Tudo novo, de novo
Em janeiro, ela vai se
apaixonar, perdidamente; pela página em branco, pelo princípio de um movimento
qualquer, pela iminência de viver algo novo e incomparável, algo que só neste
ano poderia haver. Ela adora inícios. A sensação de não saber onde pisa, de
tatear os rumos, de se deixar levar pelo primeiro vento que sopra.
Em fevereiro, ela vai se
permitir ir um pouco além, pisar fora das linhas de segurança, olhar o próprio
mundo de cima de uma árvore – de um outro quintal, quem sabe – sentir o calor
do asfalto com os dedos dos pés, abraçar a vida como faria o mais dedicado dos
foliões em plena quarta-feira de cinzas.
Em março, ela vai de encontro às
tempestades. Sapatear nas poças de chuva, se sujar de lama até os joelhos,
dormir ao relento, desdenhar do acaso. Vai se esquecer dos planos, dos amigos,
do emprego e de tudo que é cabível, apenas para conhecer a extensão de seus
limites.
Em abril, ela vai se olhar no
espelho e enxergar que o verão terminou. Foi-se o tempo da picardia, da
angústia e da afobação, dos exageros. É chegado o momento de pôr ordem na casa
e voltar-se para si, sem sobressaltos, de experimentar a plenitude reservada
aos que sabem que viveram intensamente.
Em maio, ela vai chorar. Não de
felicidade, tão pouco por desgosto ou remorso, mas talvez por reconhecer a
precária beleza do instante em que tudo está por um fio. O que ela foi e o que
pretendia ser, agora, são como duas metades estranhas que se distanciam, um
corpo que se desmembra sem qualquer resistência.

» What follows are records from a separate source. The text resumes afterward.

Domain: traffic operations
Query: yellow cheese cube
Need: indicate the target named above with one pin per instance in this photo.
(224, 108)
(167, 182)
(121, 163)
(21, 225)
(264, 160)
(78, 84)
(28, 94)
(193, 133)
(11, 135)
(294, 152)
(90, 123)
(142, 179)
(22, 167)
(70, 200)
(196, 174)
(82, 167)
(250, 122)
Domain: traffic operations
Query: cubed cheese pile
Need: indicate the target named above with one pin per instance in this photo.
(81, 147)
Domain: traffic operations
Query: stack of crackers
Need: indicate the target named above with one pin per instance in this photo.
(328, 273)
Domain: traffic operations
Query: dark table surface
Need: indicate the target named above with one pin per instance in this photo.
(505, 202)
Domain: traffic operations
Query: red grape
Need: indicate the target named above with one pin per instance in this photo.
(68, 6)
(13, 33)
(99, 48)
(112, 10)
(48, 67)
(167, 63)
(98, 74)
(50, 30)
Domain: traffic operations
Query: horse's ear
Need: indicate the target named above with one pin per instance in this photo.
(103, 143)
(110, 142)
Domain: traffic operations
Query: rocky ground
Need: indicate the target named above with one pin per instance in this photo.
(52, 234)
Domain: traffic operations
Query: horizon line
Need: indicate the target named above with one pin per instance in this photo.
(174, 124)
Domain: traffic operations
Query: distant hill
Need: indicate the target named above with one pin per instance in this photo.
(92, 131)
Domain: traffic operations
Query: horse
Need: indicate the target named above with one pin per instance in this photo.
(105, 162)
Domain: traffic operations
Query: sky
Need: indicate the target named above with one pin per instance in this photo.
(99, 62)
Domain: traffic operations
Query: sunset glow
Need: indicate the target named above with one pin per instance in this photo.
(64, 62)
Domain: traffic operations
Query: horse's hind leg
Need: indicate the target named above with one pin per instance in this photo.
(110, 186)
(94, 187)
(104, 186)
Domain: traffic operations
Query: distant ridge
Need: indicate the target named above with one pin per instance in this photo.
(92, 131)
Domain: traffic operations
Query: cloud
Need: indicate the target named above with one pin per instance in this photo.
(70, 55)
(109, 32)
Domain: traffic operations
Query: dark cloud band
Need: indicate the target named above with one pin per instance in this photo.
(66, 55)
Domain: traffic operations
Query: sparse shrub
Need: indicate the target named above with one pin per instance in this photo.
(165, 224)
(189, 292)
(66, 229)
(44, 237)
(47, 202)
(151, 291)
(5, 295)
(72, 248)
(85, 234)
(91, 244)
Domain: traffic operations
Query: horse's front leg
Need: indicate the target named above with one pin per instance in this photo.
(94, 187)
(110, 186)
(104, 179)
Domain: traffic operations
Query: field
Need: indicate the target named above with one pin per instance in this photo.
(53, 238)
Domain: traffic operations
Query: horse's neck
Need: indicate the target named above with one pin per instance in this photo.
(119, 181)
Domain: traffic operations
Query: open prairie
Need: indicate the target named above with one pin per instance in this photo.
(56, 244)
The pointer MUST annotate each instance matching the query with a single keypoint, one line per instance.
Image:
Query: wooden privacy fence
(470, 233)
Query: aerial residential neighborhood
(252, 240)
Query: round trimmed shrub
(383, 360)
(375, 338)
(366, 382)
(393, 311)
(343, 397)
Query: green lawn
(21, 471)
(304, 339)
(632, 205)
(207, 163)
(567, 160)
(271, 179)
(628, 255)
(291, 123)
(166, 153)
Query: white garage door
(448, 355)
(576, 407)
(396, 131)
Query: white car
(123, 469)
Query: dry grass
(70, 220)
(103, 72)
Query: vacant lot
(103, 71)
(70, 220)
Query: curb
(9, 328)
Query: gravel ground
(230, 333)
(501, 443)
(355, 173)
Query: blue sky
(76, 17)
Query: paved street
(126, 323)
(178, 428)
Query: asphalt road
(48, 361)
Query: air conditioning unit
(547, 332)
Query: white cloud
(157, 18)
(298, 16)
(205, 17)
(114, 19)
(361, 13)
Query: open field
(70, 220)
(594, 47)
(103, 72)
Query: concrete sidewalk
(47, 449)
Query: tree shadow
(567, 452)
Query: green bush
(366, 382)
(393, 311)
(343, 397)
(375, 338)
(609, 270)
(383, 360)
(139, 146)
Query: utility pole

Em junho, ela vai adormecer
profundamente e sonhar com o que está por vir. No sonho ela alcança o que
buscava, no entanto, distraída pela inédita sensação de satisfação e alívio,
desperta, sem conseguir lembrar-se do que era. Ao abrir os olhos, o que há para
ser contemplado é o vazio.
Em julho, ela vai esmorecer. O
ano chegou à metade e a impressão é de que todo o caminho foi percorrido em
vão. Pela janela do quarto, parece que a cidade também parou: o ar gelado das
manhãs escuras, os galhos lisos nas árvores e o silêncio das ruas só reforçam o
desejo de nada ser.
Em agosto, ela vai hesitar; os
dias de estagnação e dúvida se foram, cedendo lugar à lembrança do que estava
em perspectiva durante os primeiros meses do ano. Se o tempo provou que não
eram planos viáveis, eis a oportunidade para elaborar outros, mais passíveis de
se concretizar.
Em setembro, ela vai voltar a
acreditar em si mesma, aprender a conviver com as lacunas, com a falta de
certezas, e a deixar-se permear pelo que está em volta. É primavera e, afinal,
o que significa o espocar das flores senão o prenúncio do recomeço?
Em outubro, ela vai arregaçar as
mangas, remexer a terra e dedicar-se à labuta, varar noites e noites
elocubrando maneiras de reaver seus sonhos, estes que lamentavelmente se
perderam ao longo do percurso.
Em novembro, ela vai sorrir e
agradecer aos céus por sentir mais uma vez o ímpeto da transformação correndo
nas veias, e por enfim compreender o imutável ciclo que rege sua existência:
esvaziar o que está cheio para preencher o que está vazio.
Em dezembro, ela vai se despir
de antigas convicções e, serena, abandonar o conforto de saber o que é para
entregar-se às imprevisíveis possibilidades do novo, de novo. É sempre assim
que acontece. Ao longe, já se faz sentir a brisa morna que anuncia o verão; é
tempo de, mais uma vez, apaixonar-se pela página em branco.